The way Oracle takes this message to market is one that leaves the firm:
“organized against our secular competitors. A while ago though, we decided, we had to lineup an HCM sales force directly against workday. That's all they think about. Every day is competing against every workday prospect and going out there competing against workday.
“We have another team people that compete against Salesforce and Salesforce Automation. We have another team that competes against Salesforce in service automation and customer experience. We have another team that focuses on ERP and SAP and so far it's the cloud ERP which is a relatively new market where that team is focused entirely on Workday. Workday is really not in cloud ERP yet. That's an area they would like to get into but we watch that very closely. We are organized. We are organized by functional area so we can compete effectively against these new generation of specialists.”
Verdict
Looked at a certain way, this was Oracle the born-again software company.
A lot of recent public comments by Ellison have focused on the hardware business, but it was cloud and software that were the chosen talking points this time around.
Cynics might say that’s understandable enough given some of the pain points Oracle has had to pass through since acquiring Sun Microsystems. This past quarter hardware sales slipped 3% but the argument from the top is that this is a sign of a shift in emphasis that will have positive results longer term.
Ellison himself admitted:
“I know we got a lot of criticism when we bought Sun and we have gone through this transition where we had a growing hardware business, Engineered Systems, and a shrinking hardware business, Commodity Systems as we shied away from Commodity Systems in trying to be competitive in that marketplace.”

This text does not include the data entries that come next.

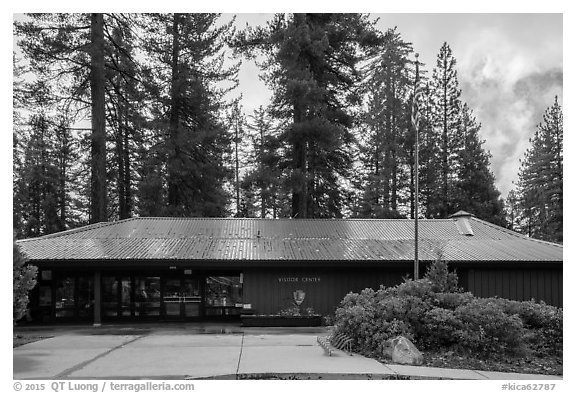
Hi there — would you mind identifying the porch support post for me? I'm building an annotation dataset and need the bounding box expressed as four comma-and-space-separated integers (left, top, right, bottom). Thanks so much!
94, 270, 102, 326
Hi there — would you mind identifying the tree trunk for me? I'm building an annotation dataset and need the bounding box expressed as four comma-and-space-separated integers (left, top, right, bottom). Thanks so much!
167, 14, 181, 209
90, 14, 107, 223
292, 103, 308, 218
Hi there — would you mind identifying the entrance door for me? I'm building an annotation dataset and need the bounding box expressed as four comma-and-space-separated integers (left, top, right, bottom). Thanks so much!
162, 277, 202, 319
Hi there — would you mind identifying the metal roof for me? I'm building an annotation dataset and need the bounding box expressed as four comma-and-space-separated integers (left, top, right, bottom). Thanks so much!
18, 217, 563, 262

“As we more or less completed that transition now, the Engineered Systems business is now a large business and it has much higher margins than the commodity business that we have gotten out of over the last couple of years. So the mix has changed in hardware from the low margin hardware to much higher margin hardware.
“The mix has changed somewhat in our software business where a larger percentage of our software business are annuities or are renewals versus new licenses. That renewal business is a more profitable business. We think, as our cloud application business gets larger, that's also when annuity business that promises to be even more profitable than our license business.”
So overall, a quarter to send Wall Street away to the holidays without too much nervousness.
Disclosure: at time of writing, Oracle, Salesforce.com, SAP and Workday are all premium partners of diginomica.